Auxin can stimulate axial lengthening (as in shoots), flexural capacity (as in root dilatation), or iso-diametric expansion, depending on the tissue (as in fruit growth). Auxin-promoted cellular expansion happens in the absence of cell division in some situations (coleoptile growth). Auxin-promoted cell division and cell growth may occur in close succession within the same tissue in other instances (root initiation, fruit growth). Auxins and other plant hormones almost always appear to interact in a living plant to influence plant development patterns.
Plant tissue grows as a result of the growth and division of plant cells, and particular tissue growth helps in the evolution of plant organs.

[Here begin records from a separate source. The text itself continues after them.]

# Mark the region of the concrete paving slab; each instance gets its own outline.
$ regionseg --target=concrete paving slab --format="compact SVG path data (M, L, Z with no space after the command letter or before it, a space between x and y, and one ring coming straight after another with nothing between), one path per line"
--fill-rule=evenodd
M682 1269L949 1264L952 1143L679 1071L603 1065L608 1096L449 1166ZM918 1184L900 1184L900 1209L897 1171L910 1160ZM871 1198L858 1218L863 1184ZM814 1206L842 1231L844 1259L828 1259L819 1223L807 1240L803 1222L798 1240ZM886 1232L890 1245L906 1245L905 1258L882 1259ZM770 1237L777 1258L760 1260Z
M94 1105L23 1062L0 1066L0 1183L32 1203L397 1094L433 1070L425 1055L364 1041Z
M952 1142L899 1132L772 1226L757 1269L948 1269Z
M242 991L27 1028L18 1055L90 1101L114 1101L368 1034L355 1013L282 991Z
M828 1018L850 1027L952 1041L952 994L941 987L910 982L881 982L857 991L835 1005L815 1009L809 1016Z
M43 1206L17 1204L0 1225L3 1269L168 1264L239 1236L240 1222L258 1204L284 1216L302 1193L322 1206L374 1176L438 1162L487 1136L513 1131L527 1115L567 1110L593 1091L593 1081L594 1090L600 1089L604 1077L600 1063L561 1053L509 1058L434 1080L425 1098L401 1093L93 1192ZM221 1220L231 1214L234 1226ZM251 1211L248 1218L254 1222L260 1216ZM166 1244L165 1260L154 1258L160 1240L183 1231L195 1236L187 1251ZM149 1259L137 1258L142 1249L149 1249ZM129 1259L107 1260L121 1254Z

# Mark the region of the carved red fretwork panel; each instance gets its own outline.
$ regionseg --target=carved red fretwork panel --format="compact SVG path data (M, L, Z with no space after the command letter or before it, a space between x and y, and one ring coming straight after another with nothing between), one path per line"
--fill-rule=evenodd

Unevenly localized growth causes organs to bend, turn, and directionalize-for instance, stems spinning toward light sources (phototropism), roots development in reaction to gravity (gravitropism), and other tropisms emerged because cells on one side of the organ grow faster than cells on the other side of the organ. As a result, careful assessment of auxin distribution amongst distinct cells is critical to the plants overall growth and organization.
Organization of the plant
Auxins are essential for the healthy establishment of the plant since they contribute to organ shape. Plants would just proliferate heaps of similar cells if hormonal regulation and organization were absent. Auxin deployment begins in the plant embryo, where directional auxin distribution promotes subsequent advancement of main growth poles, which leads to the formation of future organ buds. It also aids in the appropriate development of emerging organs such as roots, cotyledons, and leaves, as well as transmits long-distance signals between them, adding to the plant's overall architecture. Throughout the plant's life, auxin aids in maintaining polarity of growth and allowing the plant to "recognize" where its branches (or any organ) are connected.